With AMP, the focus is clearly on the disease tissues and associated changes in the blood. We believe that our ability to develop better biomarkers and design better clinical trials will be made possible through the AMP. Insights gained should help reveal the most promising new biological targets for drug development and match existing drugs to patients with specific molecular profiles who are the most likely to benefit. Essentially, the AMP helps lay a foundation for precision medicine for autoimmune diseases. NIH Director Francis Collins has said that precision medicine can be thought of as the opposite of the standard one-size-fits-all medicine. We hope that the AMP and other efforts will enable doctors to better tailor treatment for each individual patient.
Q: Dr. Collins has spoken frequently on the leaps scientific discovery has taken in recent years. How encouraged are you about the possibility of autoimmune disease research moving forward?
A: We live in a period of tremendous opportunity in science, technology and medicine. I would encourage researchers to focus on what they see as the most exciting scientific questions. The AMP provides an excellent example of how technological advances enable researchers to ask and answer questions that we did not have the tools to address previously. New technologies to analyze single cells and small groups of cells, and the ability to develop computational tools to integrate different data types to understand the molecular pathways are particularly exciting.
The AMP is also a great model of how innovative partnerships are advancing research. It draws on the strengths of the public sector, industry and academic institutions to overcome many of the barriers that have impeded autoimmune disease research. AMP, both with the focus on disease tissues and the application of emerging technologies, is already influencing the landscape.
Q: Do you see cures as feasible for rheumatic and other autoimmune diseases? Or is strong management the area that needs to be focused on, and why?
A: Treatments for RA and lupus have typically focused on decreasing inflammation and pain by slowing down tissue damage and reducing complications. We believe that if we drill down on the single cells of the immune system and try to understand how they change during disease, we will be able to restore normal immune function and bring back quality of life, potentially even reversing the disease process in RA and lupus.

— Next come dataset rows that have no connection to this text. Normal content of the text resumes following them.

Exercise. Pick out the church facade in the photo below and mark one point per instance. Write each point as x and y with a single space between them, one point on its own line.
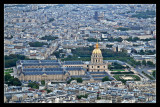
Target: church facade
57 71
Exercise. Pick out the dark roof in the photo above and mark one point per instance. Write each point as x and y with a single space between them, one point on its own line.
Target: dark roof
38 64
38 61
72 62
32 69
74 68
45 72
53 69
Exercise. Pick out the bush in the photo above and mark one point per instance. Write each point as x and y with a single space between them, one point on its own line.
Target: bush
10 80
79 80
105 79
37 44
43 82
33 85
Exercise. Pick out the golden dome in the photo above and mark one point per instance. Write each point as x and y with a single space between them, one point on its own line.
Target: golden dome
96 50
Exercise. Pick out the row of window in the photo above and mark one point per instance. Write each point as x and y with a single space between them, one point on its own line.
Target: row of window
98 66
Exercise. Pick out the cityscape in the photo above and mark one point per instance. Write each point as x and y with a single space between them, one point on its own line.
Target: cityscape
79 53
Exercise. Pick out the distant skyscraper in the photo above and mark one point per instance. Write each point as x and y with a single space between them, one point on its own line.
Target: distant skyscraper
96 15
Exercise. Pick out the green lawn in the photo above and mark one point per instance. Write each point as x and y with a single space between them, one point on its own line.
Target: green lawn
118 77
8 71
117 70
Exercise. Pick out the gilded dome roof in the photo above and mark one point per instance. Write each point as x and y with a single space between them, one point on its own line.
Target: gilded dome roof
96 50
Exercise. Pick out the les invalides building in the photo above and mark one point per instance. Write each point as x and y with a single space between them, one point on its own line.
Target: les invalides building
57 71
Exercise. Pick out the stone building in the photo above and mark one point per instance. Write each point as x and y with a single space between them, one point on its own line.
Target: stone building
58 71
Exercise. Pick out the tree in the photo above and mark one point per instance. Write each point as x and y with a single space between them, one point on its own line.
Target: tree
144 62
79 80
154 73
33 85
105 79
43 82
151 64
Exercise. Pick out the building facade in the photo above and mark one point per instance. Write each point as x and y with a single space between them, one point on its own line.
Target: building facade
55 70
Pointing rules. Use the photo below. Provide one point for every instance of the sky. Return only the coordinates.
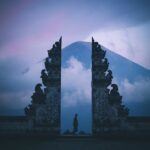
(28, 29)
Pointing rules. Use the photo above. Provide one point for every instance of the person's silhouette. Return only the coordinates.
(75, 123)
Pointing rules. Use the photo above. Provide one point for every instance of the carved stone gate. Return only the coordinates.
(44, 111)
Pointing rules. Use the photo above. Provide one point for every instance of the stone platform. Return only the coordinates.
(75, 143)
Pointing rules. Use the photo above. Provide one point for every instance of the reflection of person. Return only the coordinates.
(75, 123)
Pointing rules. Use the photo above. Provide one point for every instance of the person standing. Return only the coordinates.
(75, 124)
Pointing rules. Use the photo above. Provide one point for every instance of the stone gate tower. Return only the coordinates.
(44, 110)
(107, 109)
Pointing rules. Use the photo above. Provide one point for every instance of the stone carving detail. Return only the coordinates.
(107, 108)
(44, 109)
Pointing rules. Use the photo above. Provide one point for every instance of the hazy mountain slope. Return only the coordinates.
(122, 67)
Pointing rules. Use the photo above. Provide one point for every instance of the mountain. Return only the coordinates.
(133, 81)
(122, 67)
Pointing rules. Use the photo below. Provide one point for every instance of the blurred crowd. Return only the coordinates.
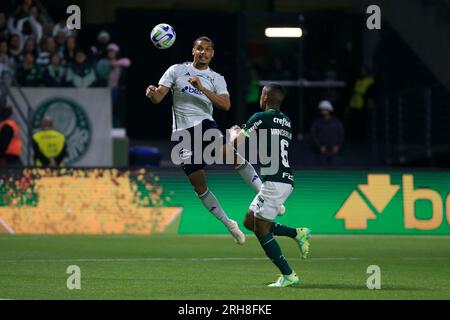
(42, 53)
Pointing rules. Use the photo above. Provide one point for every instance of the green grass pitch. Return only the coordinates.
(213, 267)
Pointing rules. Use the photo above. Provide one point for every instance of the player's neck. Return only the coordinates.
(199, 66)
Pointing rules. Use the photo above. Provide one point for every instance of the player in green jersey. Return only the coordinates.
(277, 184)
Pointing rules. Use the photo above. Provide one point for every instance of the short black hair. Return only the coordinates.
(5, 111)
(204, 38)
(275, 94)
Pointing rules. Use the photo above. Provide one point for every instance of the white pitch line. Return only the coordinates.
(209, 259)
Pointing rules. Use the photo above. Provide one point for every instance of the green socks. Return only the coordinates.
(273, 251)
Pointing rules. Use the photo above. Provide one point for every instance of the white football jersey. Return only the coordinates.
(191, 106)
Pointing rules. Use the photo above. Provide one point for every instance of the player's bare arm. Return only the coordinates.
(156, 94)
(221, 101)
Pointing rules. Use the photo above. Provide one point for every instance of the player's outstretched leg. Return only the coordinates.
(211, 204)
(273, 251)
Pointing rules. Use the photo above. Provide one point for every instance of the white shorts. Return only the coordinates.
(271, 196)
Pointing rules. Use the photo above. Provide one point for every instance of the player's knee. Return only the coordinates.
(261, 228)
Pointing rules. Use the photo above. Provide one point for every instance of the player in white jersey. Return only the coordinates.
(196, 89)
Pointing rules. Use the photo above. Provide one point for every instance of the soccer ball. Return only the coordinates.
(163, 36)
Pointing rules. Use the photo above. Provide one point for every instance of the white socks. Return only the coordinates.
(212, 205)
(249, 175)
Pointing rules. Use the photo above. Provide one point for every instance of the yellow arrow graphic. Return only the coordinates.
(379, 190)
(355, 212)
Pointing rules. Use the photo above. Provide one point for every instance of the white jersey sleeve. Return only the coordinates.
(169, 77)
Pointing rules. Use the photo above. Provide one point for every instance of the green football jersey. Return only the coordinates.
(277, 126)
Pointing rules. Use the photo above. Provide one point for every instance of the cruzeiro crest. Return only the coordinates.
(70, 119)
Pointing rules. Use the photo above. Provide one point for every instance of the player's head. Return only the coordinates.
(203, 51)
(272, 96)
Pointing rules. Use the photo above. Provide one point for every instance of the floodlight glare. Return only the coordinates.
(283, 32)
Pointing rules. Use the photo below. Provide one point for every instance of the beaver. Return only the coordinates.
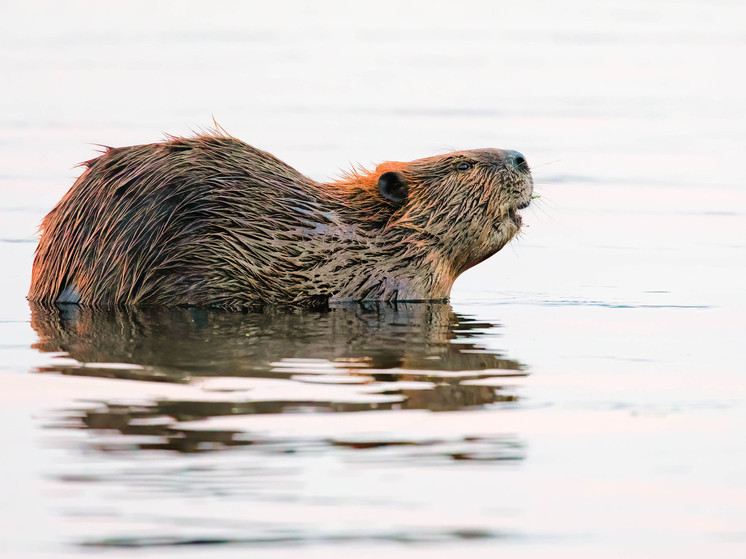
(210, 221)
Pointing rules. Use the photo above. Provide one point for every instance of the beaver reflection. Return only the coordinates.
(381, 346)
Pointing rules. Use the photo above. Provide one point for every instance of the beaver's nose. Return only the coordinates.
(516, 160)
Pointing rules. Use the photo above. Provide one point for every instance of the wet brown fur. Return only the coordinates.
(210, 221)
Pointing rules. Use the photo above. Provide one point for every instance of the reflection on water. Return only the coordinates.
(349, 359)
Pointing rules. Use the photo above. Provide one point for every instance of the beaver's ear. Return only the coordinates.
(393, 188)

Q: What would you say to rheumatologists frustrated by rejected research grants because NIH has limited funding?
A: Each year, the NIH receives many worthy grant applications from talented researchers, but budgetary constraints prevent us from funding them all. Partnering with organizations that share our goals, including other government agencies, industry, patient groups and professional organizations, helps us extend our impact beyond our own resources and leverage our investments in research and training, which benefits everyone. With the AMP partnership, we are able to fund research that would not otherwise have been possible.
Professional organizations can also help augment opportunities for promising early-stage investigators who may need additional support to ensure steady footing on their career path. For example, the Rheumatology Research Foundation provides bridge funding to talented investigators who are in a transitional career period in which a steady stream of funding may not yet be available to them. These awards can help researchers stay the course of their chosen careers and, perhaps one day, make a significant discovery.
Richard Quinn is a freelance writer in New Jersey.